PACAP triggers plasticity at autonomic synapses via nAChR induced NOS1 activation

Pituitary adenylate cyclase activating polypeptide (PACAP) is a pleiotropic neuropeptide found throughout the nervous system. In addition to its neurotrophic and neuromodulatory roles, PACAP regulates stress responses and is considered a biomarker for post-traumatic stress disorder. Consistent with these actions, PACAP has relevance to synaptic function in that it localizes to autonomic presynaptic nerve terminals, regulates neuronal excitability, and potentiates the function of neuronal nicotinic acetylcholine receptors (nAChRs). In addition, we previously found that PACAP acts via high-affinity G-protein coupled receptors (PAC₁Rs) to increase the frequency and amplitude of spontaneous nAChR-mediated excitatory postsynaptic currents.

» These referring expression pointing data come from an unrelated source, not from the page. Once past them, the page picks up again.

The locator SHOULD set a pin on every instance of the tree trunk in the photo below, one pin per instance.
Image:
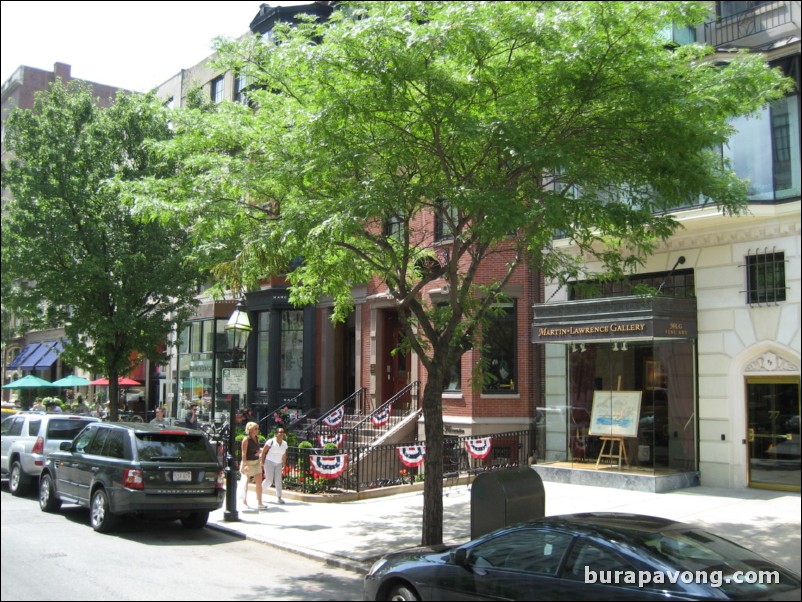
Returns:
(114, 396)
(433, 466)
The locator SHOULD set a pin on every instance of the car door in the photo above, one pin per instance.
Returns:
(87, 463)
(596, 571)
(11, 430)
(69, 465)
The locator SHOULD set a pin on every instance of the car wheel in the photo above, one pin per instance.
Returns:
(18, 481)
(100, 514)
(401, 593)
(196, 520)
(48, 501)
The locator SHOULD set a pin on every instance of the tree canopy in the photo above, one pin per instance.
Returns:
(74, 254)
(513, 122)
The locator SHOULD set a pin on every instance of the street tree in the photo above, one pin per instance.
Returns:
(74, 253)
(512, 122)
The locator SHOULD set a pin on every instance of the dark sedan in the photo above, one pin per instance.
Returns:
(125, 468)
(593, 556)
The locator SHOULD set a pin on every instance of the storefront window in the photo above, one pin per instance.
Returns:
(617, 404)
(292, 349)
(262, 351)
(203, 351)
(500, 343)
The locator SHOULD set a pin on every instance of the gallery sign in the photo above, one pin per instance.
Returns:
(611, 319)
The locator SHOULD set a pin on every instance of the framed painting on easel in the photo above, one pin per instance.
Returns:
(615, 413)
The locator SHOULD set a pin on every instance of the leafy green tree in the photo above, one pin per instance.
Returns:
(74, 253)
(512, 122)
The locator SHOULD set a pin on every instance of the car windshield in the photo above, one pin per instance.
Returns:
(173, 447)
(738, 572)
(65, 428)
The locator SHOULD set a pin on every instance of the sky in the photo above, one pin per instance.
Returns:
(131, 45)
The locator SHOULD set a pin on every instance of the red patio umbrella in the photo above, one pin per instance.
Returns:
(123, 381)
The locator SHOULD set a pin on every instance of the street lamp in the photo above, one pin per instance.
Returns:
(238, 328)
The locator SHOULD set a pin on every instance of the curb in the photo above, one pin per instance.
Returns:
(328, 559)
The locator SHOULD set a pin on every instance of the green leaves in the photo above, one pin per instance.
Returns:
(75, 251)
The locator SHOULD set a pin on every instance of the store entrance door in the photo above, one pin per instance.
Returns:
(395, 357)
(773, 435)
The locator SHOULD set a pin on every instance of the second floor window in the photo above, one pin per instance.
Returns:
(500, 350)
(218, 89)
(445, 217)
(765, 278)
(240, 84)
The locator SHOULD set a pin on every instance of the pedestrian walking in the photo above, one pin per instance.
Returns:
(273, 459)
(192, 418)
(251, 467)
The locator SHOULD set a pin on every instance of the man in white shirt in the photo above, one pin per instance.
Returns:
(273, 458)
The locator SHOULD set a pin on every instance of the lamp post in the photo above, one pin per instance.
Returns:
(238, 328)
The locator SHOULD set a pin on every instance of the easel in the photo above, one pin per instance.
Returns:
(622, 450)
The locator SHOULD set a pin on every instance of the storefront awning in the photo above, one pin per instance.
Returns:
(614, 318)
(23, 356)
(37, 356)
(50, 356)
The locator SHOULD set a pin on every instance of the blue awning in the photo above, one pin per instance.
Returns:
(30, 362)
(50, 356)
(23, 356)
(43, 356)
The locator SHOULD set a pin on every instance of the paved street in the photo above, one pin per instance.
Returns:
(60, 557)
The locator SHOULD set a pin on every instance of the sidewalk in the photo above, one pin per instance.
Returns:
(353, 534)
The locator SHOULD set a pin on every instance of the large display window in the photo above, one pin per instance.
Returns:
(620, 405)
(203, 352)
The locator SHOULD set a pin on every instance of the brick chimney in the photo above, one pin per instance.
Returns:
(62, 70)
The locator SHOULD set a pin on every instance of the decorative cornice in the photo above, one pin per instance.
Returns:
(771, 362)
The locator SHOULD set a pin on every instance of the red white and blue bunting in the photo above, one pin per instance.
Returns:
(337, 439)
(335, 418)
(328, 467)
(478, 447)
(381, 417)
(411, 455)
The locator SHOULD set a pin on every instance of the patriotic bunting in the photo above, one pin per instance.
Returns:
(478, 447)
(337, 439)
(381, 417)
(335, 418)
(328, 467)
(411, 455)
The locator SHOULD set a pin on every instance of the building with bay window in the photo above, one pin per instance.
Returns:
(700, 384)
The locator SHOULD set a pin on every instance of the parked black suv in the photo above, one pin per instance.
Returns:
(27, 438)
(125, 468)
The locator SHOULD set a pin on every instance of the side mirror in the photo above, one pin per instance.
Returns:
(460, 557)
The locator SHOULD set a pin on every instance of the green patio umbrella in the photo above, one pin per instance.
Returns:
(28, 382)
(71, 381)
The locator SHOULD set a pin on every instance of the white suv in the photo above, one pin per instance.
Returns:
(27, 438)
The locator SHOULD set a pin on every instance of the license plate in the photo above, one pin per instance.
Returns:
(182, 476)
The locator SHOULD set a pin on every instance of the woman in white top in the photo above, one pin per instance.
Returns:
(274, 458)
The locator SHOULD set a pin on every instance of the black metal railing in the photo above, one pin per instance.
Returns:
(374, 466)
(286, 414)
(361, 427)
(758, 19)
(350, 406)
(387, 416)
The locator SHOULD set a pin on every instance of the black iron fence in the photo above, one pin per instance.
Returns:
(763, 17)
(360, 426)
(350, 467)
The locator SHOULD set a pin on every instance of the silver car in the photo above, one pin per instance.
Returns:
(28, 437)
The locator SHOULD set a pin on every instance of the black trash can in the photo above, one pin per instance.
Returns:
(504, 497)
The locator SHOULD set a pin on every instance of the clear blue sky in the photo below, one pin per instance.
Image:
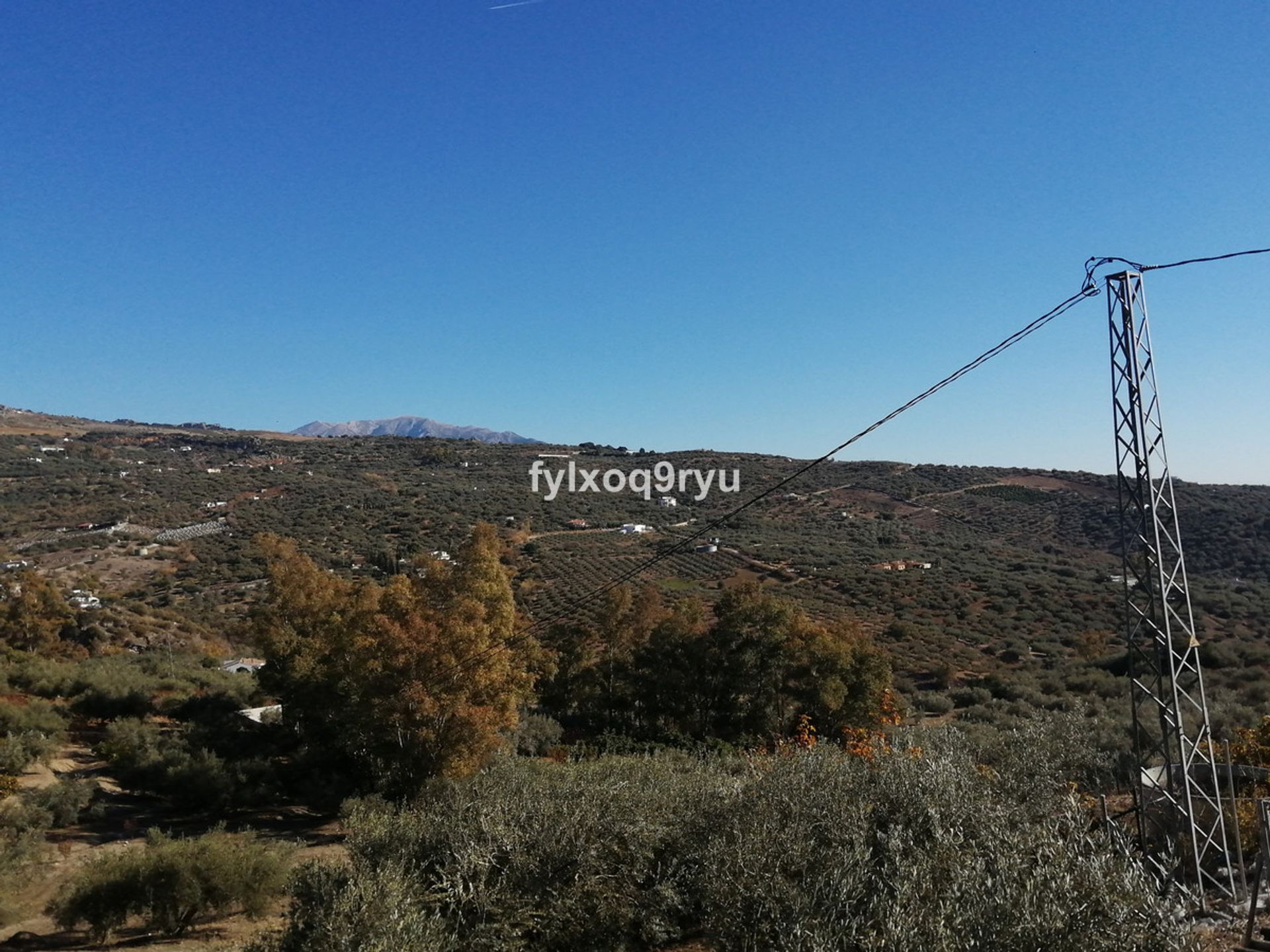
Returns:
(741, 225)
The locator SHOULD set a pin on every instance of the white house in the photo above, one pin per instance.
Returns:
(84, 600)
(259, 714)
(243, 666)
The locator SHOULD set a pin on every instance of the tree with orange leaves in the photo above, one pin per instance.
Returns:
(400, 682)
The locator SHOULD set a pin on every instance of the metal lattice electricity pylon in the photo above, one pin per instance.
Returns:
(1179, 814)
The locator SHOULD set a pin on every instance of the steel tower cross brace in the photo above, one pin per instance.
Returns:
(1177, 807)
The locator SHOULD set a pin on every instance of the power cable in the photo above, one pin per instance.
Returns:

This synaptic plasticity triggered by PACAP/PAC₁R signaling resulted from increased quantal ACh release from presynaptic terminals, and required activation of both protein kinase A (PKA) and neuronal nitric oxide synthase (NOS1). We have now examined how PACAP/PAC₁R signaling increases nitric oxide (NO) production relevant to its ability to induce plasticity at nAChR-mediated synapses on ciliary ganglion (CG) neurons. Western blot assays detected abundant NOS1 in CG extracts, and fluorescence microscopy revealed specific NOS1 immunoreactivity confined to CG neurons. Quantitative live-cell imaging with the fluorescent NO indicator 4-Amino-5-Methylamino-2',7'-Difluorofluorescein (DAF-FM), revealed that NO production in CG neurons requires extracellular Ca²⁺ influx, and that PACAP increases NO levels by a mechanism requiring both NOS1 and PKA. Activating nAChRs, which are Ca²⁺-permeable and potentiated by PKA-dependent PACAP/PAC₁R signaling, also increased NO. Interestingly, nAChRs are required for PACAP-induced synaptic plasticity and for NO production since both outcomes were inhibited by prior reversible nAChR blockade. Taken together, these findings indicate that PACAP/PAC₁R signaling coordinates the activity of nAChRs with NOS1 to induce plasticity at autonomic synapses. The central role played by autonomic synapses in visceral functions suggests that such PACAP/PAC₁R triggered effects may have broad relevance, including the homeostatic regulation of stress responses.